Osmyn was on the point of obeying this order, when the master of the house, who had witnessed this scene from a window, came down, called his slaves, and ordered them to receive the unfortunate man, to procure him clothes, a bed, and all he was in need of. "Misery," said he, "misery is for him who revels in the presence of the poor, and suffers them to plead for assistance in vain; and misfortune for the rich who, cloyed with luxuries, refuse a morsel of bread to a famishing stranger. Poor traveller, go and repose thyself, and may the Prophet send thee refreshing slumbers, that thou mayst for a time forget thy sufferings."

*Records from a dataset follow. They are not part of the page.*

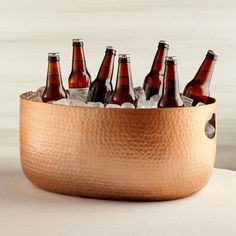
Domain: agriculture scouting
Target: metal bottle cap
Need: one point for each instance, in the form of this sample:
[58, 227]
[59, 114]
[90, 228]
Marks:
[124, 58]
[77, 42]
[171, 59]
[110, 49]
[54, 56]
[163, 43]
[212, 55]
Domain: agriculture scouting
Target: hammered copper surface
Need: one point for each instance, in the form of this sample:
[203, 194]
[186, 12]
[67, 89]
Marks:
[132, 154]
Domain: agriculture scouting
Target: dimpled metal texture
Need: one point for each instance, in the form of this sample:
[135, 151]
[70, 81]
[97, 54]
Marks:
[123, 154]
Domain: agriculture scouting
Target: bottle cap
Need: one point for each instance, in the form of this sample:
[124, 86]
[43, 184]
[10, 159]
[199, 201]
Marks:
[164, 44]
[212, 55]
[110, 49]
[171, 59]
[77, 42]
[54, 56]
[124, 58]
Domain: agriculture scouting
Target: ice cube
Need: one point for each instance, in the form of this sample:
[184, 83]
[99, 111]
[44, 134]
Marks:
[147, 104]
[210, 130]
[112, 106]
[35, 97]
[127, 105]
[155, 98]
[140, 94]
[95, 104]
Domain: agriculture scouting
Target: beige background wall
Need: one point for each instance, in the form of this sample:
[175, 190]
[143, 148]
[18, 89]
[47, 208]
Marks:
[30, 29]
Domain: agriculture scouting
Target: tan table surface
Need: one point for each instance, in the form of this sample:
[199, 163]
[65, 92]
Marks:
[27, 210]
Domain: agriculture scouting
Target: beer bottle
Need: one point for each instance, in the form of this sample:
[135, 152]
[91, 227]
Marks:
[101, 88]
[197, 90]
[170, 91]
[153, 80]
[79, 79]
[124, 86]
[54, 89]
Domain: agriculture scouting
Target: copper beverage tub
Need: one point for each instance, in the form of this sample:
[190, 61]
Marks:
[124, 154]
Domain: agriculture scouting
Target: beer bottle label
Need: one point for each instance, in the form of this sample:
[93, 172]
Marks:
[188, 102]
[79, 93]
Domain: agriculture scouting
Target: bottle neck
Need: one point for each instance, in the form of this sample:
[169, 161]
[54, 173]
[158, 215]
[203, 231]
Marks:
[107, 67]
[124, 75]
[54, 73]
[171, 80]
[205, 71]
[159, 60]
[78, 60]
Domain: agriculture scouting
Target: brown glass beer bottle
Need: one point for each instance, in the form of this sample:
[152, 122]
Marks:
[153, 80]
[101, 88]
[79, 79]
[54, 88]
[124, 86]
[170, 91]
[197, 90]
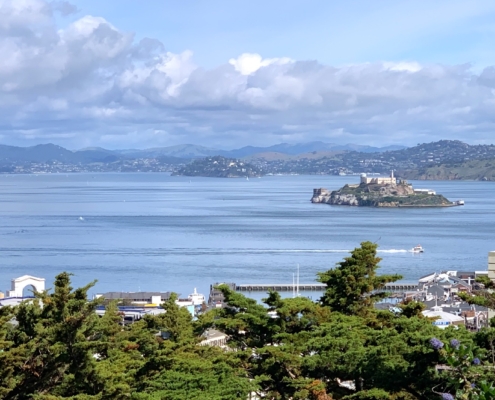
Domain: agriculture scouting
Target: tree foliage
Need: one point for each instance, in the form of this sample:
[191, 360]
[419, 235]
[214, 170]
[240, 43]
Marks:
[57, 347]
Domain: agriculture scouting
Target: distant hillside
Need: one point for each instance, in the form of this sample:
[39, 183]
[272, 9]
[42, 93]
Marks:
[195, 151]
[179, 151]
[50, 152]
[219, 167]
[476, 170]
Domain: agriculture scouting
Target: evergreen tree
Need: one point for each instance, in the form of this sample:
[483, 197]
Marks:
[353, 286]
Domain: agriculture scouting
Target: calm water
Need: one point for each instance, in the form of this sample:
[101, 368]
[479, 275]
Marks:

"Oh Heaven!" cried Osmyn, "what voice strikes my ear? It is the voice--the voice of Zambri!"
"Zambri! what! do you know him?"
"Heavens! do I know him?--Do I know my brother?"
"You my brother!" cried Zambri in his turn. "Can it be? That voice--those features, disfigured by poverty and misery. Ah! I recognise you, my dear Osmyn!"
No more need be said: he flew to embrace his brother; but Osmyn, overcome by the excess of his joy, fell senseless at his feet.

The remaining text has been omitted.